Monkeypox tends to cause flu-like symptoms and a trademark rash, with lesions filled with high-density fluid. Most people are ill for 2-4 weeks and do not require treatment, but in severe cases some medications are available. A few deaths have been reported worldwide this year, but none have been reported in the United States.

This year’s global epidemic, which has infected more than 5,000 people so far, has puzzled infectious disease experts who have never seen the virus spread far beyond the endemic West African countries. In the United States, there are usually several travel-related cases every few years, but previously only one was reported. Forty-seven cases were identified in 2003, all related to rodents imported from Ghana.

It is not clear why monkeypox took off suddenly, but experts are a combination of finding traction that can mutate the virus to become more contagious and spread quickly and easily within the group. I think there is a possibility.

Monkeypox is transmitted primarily through direct, sustained contact. People are most at risk when exposed to fluids within the lesion, such as by touching the infected person’s rash or sharing bedding or towels with the infected person. The virus can also be transmitted from person to person through respiratory droplets, but it only occurs at close range. It does not spread in the air of restaurants and grocery stores.

According to the CDC, in the United States, 271 of the first 305 were men, and more than 70% were men having sex with men. Some large clusters date back to events and venues where people have sex with multiple partners, such as private sex parties, clubs and baths.

Dr. Jason Andrews, an infectious disease expert at Stanford University, said: “But that doesn’t necessarily mean it’s maintained that way.”

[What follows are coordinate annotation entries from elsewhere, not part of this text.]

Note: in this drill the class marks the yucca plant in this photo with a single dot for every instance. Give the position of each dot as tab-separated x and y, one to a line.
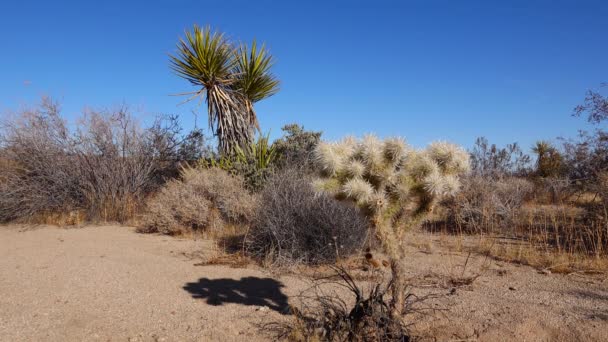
261	152
231	78
396	185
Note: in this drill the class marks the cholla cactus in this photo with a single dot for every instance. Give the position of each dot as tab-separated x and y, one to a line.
395	184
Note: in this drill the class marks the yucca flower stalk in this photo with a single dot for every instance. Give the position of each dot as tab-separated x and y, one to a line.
231	80
396	185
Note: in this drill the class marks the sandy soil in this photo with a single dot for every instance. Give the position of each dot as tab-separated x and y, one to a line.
108	283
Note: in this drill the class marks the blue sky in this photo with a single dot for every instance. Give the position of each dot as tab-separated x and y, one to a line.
426	70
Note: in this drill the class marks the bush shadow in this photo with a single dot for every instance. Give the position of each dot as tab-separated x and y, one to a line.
246	291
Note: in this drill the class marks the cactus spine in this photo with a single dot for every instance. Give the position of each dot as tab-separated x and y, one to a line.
396	185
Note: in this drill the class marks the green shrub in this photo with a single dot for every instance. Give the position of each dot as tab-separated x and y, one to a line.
294	223
203	199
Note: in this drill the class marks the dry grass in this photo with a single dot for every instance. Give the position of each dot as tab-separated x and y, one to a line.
204	200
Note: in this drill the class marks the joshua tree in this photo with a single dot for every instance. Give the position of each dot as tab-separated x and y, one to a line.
396	185
548	159
231	78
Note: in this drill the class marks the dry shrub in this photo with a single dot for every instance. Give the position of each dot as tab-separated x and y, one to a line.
296	224
325	316
204	199
488	205
104	167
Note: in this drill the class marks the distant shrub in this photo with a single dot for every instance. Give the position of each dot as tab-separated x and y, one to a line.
203	199
175	209
294	223
253	162
488	205
296	147
102	168
225	191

Health officials have pointed out that, unlike HIV and other sexually transmitted diseases, there is no link between specific sexual activity and the spread of monkeypox. The virus just happened to take root in the gay network first. It can spread just as easily between heterosexual partners or between close family contacts.

Andrews suspects that global outbreaks may have begun to slow after weeks of explosive growth. He and other infectious disease experts said that due to the long incubation period of monkeypox, the currently diagnosed cases were probably due to exposure 1-2 weeks ago.

The possibility remains that the virus will build a foothold in a wider population. “The most worrying result is whether it spreads more widely at all ages, either as an endemic infection or through accidental contact pathways,” Andrews said. “I don’t think there is strong evidence that this is happening right now, but we need to be prepared for it.”